Why AOI. Features one should look while considering AOI | 10 August, 2004

RS,

It seems you've been doing your homework. However, the real question is what do you need to do with AOI?

1) What is your minimum cycle time? This would help you to determine the speed you need and whether "scan on the fly" is warranted. Also, a scanning type system will have a difficult time providing high resolution as well as high throughput.

2) What is your maximum PCB size? In otherwords, why spend the money on a system with a large inspection area, if your largest assembly will never be greater than 10" x 12"?

3) What are the smallest components you plan to inspect? If your company has no plans to using 0201s, then why spend the money for AOI that will reliably inspect 0201s?

4) Are you using J-leaded parts? AOI with side mounted cameras are nice, but more cameras can lead to more variation in inspection results (false call and escapes) and more programming, as well as add to the cost.
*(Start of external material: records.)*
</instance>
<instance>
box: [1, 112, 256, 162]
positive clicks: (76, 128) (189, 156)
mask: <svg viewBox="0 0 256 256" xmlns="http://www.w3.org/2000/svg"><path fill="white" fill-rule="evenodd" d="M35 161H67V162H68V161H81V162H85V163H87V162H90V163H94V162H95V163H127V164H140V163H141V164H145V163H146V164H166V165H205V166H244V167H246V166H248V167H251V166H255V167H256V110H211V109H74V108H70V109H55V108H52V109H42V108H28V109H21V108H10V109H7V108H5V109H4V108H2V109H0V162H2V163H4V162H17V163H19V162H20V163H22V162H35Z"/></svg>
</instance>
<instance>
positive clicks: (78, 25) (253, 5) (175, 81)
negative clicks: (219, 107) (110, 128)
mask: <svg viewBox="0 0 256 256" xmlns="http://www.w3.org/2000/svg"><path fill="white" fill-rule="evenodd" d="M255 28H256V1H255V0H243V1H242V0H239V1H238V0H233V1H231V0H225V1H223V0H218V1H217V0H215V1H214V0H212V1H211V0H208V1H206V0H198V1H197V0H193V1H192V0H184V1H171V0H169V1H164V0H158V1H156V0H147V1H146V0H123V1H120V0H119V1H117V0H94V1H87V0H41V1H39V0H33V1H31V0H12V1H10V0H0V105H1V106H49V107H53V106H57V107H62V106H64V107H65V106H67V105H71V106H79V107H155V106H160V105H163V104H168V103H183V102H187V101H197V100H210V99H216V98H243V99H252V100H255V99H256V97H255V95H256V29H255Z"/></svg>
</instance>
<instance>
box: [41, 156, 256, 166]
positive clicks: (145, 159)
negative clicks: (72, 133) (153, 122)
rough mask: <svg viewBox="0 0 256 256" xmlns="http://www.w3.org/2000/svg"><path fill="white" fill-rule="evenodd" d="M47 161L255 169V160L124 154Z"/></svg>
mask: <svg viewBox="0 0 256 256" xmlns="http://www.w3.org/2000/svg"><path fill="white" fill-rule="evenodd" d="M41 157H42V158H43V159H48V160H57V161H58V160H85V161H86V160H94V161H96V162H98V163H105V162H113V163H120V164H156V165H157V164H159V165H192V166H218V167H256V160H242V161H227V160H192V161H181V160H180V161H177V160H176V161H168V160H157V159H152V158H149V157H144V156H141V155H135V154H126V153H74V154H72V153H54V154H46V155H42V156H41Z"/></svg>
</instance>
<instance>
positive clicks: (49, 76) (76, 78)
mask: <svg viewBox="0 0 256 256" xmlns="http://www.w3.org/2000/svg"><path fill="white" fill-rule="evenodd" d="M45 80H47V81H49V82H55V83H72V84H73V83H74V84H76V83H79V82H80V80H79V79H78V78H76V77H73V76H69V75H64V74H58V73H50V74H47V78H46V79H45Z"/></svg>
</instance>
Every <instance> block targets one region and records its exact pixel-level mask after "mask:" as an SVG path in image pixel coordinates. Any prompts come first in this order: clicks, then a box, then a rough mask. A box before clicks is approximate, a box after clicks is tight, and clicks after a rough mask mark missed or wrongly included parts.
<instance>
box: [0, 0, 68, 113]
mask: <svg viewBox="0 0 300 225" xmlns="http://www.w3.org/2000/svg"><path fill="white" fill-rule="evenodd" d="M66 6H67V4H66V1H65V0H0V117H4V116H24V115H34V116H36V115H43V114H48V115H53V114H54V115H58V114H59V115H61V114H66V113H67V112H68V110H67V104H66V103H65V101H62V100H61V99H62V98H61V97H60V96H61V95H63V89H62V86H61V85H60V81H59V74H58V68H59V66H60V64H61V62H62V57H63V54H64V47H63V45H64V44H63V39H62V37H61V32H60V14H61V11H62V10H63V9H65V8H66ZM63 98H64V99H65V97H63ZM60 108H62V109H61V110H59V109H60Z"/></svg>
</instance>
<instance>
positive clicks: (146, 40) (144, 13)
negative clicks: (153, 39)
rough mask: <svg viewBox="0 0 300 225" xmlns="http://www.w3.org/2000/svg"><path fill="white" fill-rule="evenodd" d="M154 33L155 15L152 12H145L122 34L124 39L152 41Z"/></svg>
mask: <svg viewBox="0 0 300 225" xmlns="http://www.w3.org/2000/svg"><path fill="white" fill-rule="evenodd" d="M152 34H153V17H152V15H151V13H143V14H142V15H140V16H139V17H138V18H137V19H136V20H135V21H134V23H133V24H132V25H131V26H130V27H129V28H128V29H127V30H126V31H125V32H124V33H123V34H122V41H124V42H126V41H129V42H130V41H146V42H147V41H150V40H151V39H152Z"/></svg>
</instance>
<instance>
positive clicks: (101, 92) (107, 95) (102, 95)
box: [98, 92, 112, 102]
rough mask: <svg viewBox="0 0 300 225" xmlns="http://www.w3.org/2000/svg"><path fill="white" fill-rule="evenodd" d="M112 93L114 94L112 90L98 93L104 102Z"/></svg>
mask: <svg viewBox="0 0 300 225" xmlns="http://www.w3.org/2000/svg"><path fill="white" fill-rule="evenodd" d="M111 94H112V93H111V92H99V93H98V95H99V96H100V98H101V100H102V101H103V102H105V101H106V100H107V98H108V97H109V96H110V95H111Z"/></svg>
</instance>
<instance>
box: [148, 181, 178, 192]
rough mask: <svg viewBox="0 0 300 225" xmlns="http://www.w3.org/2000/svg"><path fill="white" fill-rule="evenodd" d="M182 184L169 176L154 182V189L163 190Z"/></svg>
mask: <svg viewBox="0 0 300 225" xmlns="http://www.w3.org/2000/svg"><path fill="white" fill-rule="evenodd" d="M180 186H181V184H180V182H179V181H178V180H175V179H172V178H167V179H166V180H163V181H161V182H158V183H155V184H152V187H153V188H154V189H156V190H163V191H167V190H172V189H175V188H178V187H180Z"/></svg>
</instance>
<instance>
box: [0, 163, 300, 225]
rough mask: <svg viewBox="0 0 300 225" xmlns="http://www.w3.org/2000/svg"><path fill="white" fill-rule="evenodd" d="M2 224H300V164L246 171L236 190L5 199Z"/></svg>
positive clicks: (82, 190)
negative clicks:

Of course, a single, downward-looking camera system will not be able to inspect a j-lead solder fillet, but with flexible lighting and sound algorithms, even slightly lifted gull-wing leads and lifted/tipped discreets can be caught with single, downward looking camera.

5) Are you building mixed technology (SMT and Thru hole) assemblies? Will you want to be able to read color codes on axial resistors? If so, color inspection will be important.
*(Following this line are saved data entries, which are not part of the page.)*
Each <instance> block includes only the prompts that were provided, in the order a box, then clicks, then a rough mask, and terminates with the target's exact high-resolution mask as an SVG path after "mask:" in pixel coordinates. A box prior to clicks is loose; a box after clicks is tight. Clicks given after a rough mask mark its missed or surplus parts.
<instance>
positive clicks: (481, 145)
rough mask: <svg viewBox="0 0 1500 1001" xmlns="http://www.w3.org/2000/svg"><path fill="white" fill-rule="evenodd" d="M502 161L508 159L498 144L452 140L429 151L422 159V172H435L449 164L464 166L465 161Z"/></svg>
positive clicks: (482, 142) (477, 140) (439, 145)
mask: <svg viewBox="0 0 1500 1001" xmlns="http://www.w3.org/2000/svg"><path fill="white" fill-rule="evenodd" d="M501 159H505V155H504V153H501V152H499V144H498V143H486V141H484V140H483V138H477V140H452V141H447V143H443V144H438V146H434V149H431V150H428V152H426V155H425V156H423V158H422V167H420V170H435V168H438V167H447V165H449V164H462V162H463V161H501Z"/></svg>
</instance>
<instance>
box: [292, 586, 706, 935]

6) Do you need to have the system in-line? Off-line AOI systems can be found starting at $50K. High-speed systems that can be used both in-line and off-line start at ~$90K.

7) How much progamming time can you afford? Of course, many AOI companies tout the ability to use all types of CAD and Gerber data, but in most cases it's not without some editing. There are some AOI systems that use the same data you need to provide to your SMT mounting machines and nothing more. That can save a lot of extra programming work.

Of course, you may need a large format, high-speed, high-resolution multi-camera AOI system. Then again, there's no reason to use a $200K+ AOI "shotgun" to kill a "fly" of an inspection problem.

I would suggest putting togther a list of your requirements and sharing it with AOI vendors. It shouldn't take you long to weed through the 50+ options on the market and come up with a short list of equipment that will suit your needs.